Description of problem: This cluster appears to have self-destructed catastrophically during the e2e run: https://prow.svc.ci.openshift.org/view/gcs/origin-ci-test/logs/release-openshift-ocp-installer-e2e-openstack-4.4/1335 Among other things, there appear to be no available nodes: https://storage.googleapis.com/origin-ci-test/logs/release-openshift-ocp-installer-e2e-openstack-4.4/1335/artifacts/e2e-openstack/nodes.json My theory is this lead to the variety of other errors seen (connections being reset talking to the apiserver, failure to contact the apiserver, watches being closed). Version-Release number of selected component (if applicable): 4.4 on openstack
possibly related, this run (also on openstack) saw similar failures and in this case all the nodes are marked as "unreachable"(maybe a networking issue?) https://storage.googleapis.com/origin-ci-test/logs/release-openshift-ocp-installer-e2e-openstack-4.4/1348/artifacts/e2e-openstack/nodes.json e.g.: "taints": [ { "effect": "NoSchedule", "key": "node-role.kubernetes.io/master" }, { "effect": "NoSchedule", "key": "node.kubernetes.io/unreachable", "timeAdded": "2020-03-28T15:53:22Z" } ]

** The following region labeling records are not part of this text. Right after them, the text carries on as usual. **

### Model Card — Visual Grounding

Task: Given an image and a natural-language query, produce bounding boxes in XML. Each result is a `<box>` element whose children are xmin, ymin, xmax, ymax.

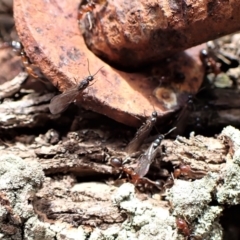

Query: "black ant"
<box><xmin>49</xmin><ymin>60</ymin><xmax>103</xmax><ymax>114</ymax></box>
<box><xmin>0</xmin><ymin>41</ymin><xmax>39</xmax><ymax>78</ymax></box>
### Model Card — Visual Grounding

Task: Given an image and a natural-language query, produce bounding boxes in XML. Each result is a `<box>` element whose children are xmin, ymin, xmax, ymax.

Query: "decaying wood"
<box><xmin>83</xmin><ymin>0</ymin><xmax>240</xmax><ymax>67</ymax></box>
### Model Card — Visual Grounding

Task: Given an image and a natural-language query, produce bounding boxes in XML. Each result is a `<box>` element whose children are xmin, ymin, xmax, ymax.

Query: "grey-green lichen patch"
<box><xmin>0</xmin><ymin>155</ymin><xmax>44</xmax><ymax>190</ymax></box>
<box><xmin>0</xmin><ymin>155</ymin><xmax>44</xmax><ymax>239</ymax></box>
<box><xmin>216</xmin><ymin>149</ymin><xmax>240</xmax><ymax>205</ymax></box>
<box><xmin>113</xmin><ymin>183</ymin><xmax>177</xmax><ymax>240</ymax></box>
<box><xmin>167</xmin><ymin>173</ymin><xmax>218</xmax><ymax>221</ymax></box>
<box><xmin>221</xmin><ymin>126</ymin><xmax>240</xmax><ymax>150</ymax></box>
<box><xmin>192</xmin><ymin>206</ymin><xmax>223</xmax><ymax>240</ymax></box>
<box><xmin>24</xmin><ymin>217</ymin><xmax>55</xmax><ymax>240</ymax></box>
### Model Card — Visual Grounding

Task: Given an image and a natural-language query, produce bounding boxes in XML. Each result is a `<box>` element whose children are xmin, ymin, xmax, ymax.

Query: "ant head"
<box><xmin>152</xmin><ymin>111</ymin><xmax>157</xmax><ymax>118</ymax></box>
<box><xmin>87</xmin><ymin>75</ymin><xmax>94</xmax><ymax>82</ymax></box>
<box><xmin>200</xmin><ymin>49</ymin><xmax>208</xmax><ymax>58</ymax></box>
<box><xmin>153</xmin><ymin>138</ymin><xmax>161</xmax><ymax>148</ymax></box>
<box><xmin>110</xmin><ymin>158</ymin><xmax>123</xmax><ymax>168</ymax></box>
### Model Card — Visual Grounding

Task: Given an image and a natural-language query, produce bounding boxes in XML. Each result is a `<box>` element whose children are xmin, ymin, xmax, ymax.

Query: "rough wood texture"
<box><xmin>81</xmin><ymin>0</ymin><xmax>240</xmax><ymax>67</ymax></box>
<box><xmin>14</xmin><ymin>0</ymin><xmax>204</xmax><ymax>126</ymax></box>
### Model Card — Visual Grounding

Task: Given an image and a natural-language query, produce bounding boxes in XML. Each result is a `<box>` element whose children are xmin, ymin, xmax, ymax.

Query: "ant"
<box><xmin>49</xmin><ymin>60</ymin><xmax>103</xmax><ymax>114</ymax></box>
<box><xmin>0</xmin><ymin>41</ymin><xmax>39</xmax><ymax>78</ymax></box>
<box><xmin>110</xmin><ymin>158</ymin><xmax>160</xmax><ymax>189</ymax></box>
<box><xmin>173</xmin><ymin>165</ymin><xmax>206</xmax><ymax>179</ymax></box>
<box><xmin>126</xmin><ymin>111</ymin><xmax>157</xmax><ymax>154</ymax></box>
<box><xmin>200</xmin><ymin>49</ymin><xmax>221</xmax><ymax>76</ymax></box>
<box><xmin>111</xmin><ymin>127</ymin><xmax>176</xmax><ymax>189</ymax></box>
<box><xmin>77</xmin><ymin>1</ymin><xmax>96</xmax><ymax>21</ymax></box>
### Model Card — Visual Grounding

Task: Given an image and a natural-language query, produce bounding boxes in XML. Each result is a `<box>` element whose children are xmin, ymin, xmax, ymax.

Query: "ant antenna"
<box><xmin>163</xmin><ymin>127</ymin><xmax>177</xmax><ymax>137</ymax></box>
<box><xmin>87</xmin><ymin>58</ymin><xmax>103</xmax><ymax>77</ymax></box>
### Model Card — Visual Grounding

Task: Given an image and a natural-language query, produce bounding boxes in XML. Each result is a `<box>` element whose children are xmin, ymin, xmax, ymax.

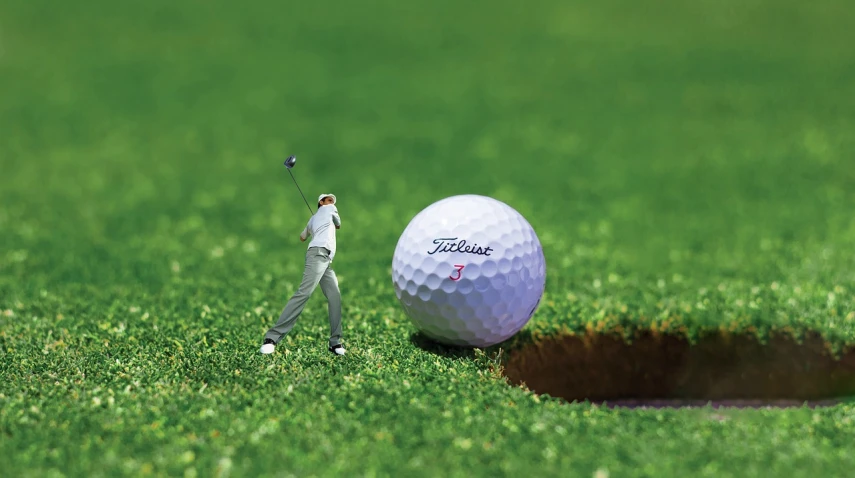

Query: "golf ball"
<box><xmin>392</xmin><ymin>194</ymin><xmax>546</xmax><ymax>347</ymax></box>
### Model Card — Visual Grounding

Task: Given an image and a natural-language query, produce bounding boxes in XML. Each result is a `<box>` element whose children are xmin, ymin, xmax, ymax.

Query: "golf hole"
<box><xmin>503</xmin><ymin>332</ymin><xmax>855</xmax><ymax>407</ymax></box>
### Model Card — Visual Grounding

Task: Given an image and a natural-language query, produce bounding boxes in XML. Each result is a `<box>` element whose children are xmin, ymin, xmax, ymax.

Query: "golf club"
<box><xmin>285</xmin><ymin>155</ymin><xmax>314</xmax><ymax>215</ymax></box>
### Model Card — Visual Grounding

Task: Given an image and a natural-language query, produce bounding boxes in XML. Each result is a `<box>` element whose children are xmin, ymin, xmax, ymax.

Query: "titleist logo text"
<box><xmin>428</xmin><ymin>237</ymin><xmax>493</xmax><ymax>256</ymax></box>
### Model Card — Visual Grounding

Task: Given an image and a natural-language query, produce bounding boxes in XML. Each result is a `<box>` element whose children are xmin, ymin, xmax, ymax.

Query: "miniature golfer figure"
<box><xmin>260</xmin><ymin>194</ymin><xmax>345</xmax><ymax>355</ymax></box>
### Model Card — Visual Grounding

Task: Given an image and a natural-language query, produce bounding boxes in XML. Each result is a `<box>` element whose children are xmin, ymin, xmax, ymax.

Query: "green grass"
<box><xmin>0</xmin><ymin>0</ymin><xmax>855</xmax><ymax>477</ymax></box>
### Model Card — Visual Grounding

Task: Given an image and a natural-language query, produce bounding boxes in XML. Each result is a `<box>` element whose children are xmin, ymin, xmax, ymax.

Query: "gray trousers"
<box><xmin>264</xmin><ymin>247</ymin><xmax>341</xmax><ymax>347</ymax></box>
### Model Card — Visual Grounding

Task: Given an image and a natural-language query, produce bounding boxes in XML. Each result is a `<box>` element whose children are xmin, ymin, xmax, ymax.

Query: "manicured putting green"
<box><xmin>0</xmin><ymin>0</ymin><xmax>855</xmax><ymax>478</ymax></box>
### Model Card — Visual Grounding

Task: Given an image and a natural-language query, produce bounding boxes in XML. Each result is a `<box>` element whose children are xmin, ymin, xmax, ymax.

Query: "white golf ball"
<box><xmin>392</xmin><ymin>194</ymin><xmax>546</xmax><ymax>347</ymax></box>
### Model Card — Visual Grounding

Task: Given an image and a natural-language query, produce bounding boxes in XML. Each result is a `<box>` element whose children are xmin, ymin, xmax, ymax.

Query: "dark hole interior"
<box><xmin>503</xmin><ymin>332</ymin><xmax>855</xmax><ymax>407</ymax></box>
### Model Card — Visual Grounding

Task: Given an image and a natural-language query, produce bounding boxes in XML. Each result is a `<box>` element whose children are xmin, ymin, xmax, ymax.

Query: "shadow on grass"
<box><xmin>503</xmin><ymin>332</ymin><xmax>855</xmax><ymax>407</ymax></box>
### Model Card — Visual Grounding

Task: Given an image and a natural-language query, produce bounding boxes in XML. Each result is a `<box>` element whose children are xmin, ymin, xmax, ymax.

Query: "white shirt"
<box><xmin>300</xmin><ymin>204</ymin><xmax>341</xmax><ymax>261</ymax></box>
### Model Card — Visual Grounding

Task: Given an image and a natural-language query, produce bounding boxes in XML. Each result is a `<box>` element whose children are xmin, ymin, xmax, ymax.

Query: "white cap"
<box><xmin>318</xmin><ymin>194</ymin><xmax>335</xmax><ymax>204</ymax></box>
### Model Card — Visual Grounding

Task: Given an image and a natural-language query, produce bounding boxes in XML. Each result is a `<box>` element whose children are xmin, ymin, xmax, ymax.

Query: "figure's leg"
<box><xmin>320</xmin><ymin>268</ymin><xmax>341</xmax><ymax>347</ymax></box>
<box><xmin>264</xmin><ymin>247</ymin><xmax>330</xmax><ymax>342</ymax></box>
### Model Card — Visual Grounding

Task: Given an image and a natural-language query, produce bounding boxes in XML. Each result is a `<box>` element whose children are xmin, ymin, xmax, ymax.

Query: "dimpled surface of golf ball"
<box><xmin>392</xmin><ymin>194</ymin><xmax>546</xmax><ymax>347</ymax></box>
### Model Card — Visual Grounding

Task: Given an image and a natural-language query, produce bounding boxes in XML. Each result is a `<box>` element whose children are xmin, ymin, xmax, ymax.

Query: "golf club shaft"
<box><xmin>288</xmin><ymin>168</ymin><xmax>314</xmax><ymax>214</ymax></box>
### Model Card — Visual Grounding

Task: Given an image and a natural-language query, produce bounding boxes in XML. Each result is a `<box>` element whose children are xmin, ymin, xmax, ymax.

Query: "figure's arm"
<box><xmin>333</xmin><ymin>206</ymin><xmax>341</xmax><ymax>229</ymax></box>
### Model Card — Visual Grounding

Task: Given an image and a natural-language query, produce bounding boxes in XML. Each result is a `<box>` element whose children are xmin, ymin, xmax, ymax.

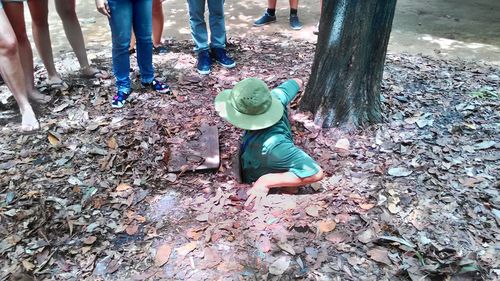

One more indicident: https://prow.svc.ci.openshift.org/view/gcs/origin-ci-test/logs/release-openshift-ocp-installer-e2e-openstack-4.4/1330 https://storage.googleapis.com/origin-ci-test/logs/release-openshift-ocp-installer-e2e-openstack-4.4/1330/artifacts/e2e-openstack/nodes.json again the nodes where marked unreachable. Raising severity to urgent as this seems to represent a fundamental stability problem for clusters on openstack.
same (nodes unreachable): https://prow.svc.ci.openshift.org/view/gcs/origin-ci-test/logs/release-openshift-ocp-installer-e2e-openstack-4.4/1358 https://storage.googleapis.com/origin-ci-test/logs/release-openshift-ocp-installer-e2e-openstack-4.4/1358/artifacts/e2e-openstack/nodes.json
This is a problem with exec liveness probes within conmon. We have a fix and are getting it backported into the tree. Severity of 1817568 has been raised to Urgent. *** This bug has been marked as a duplicate of bug 1817568 ***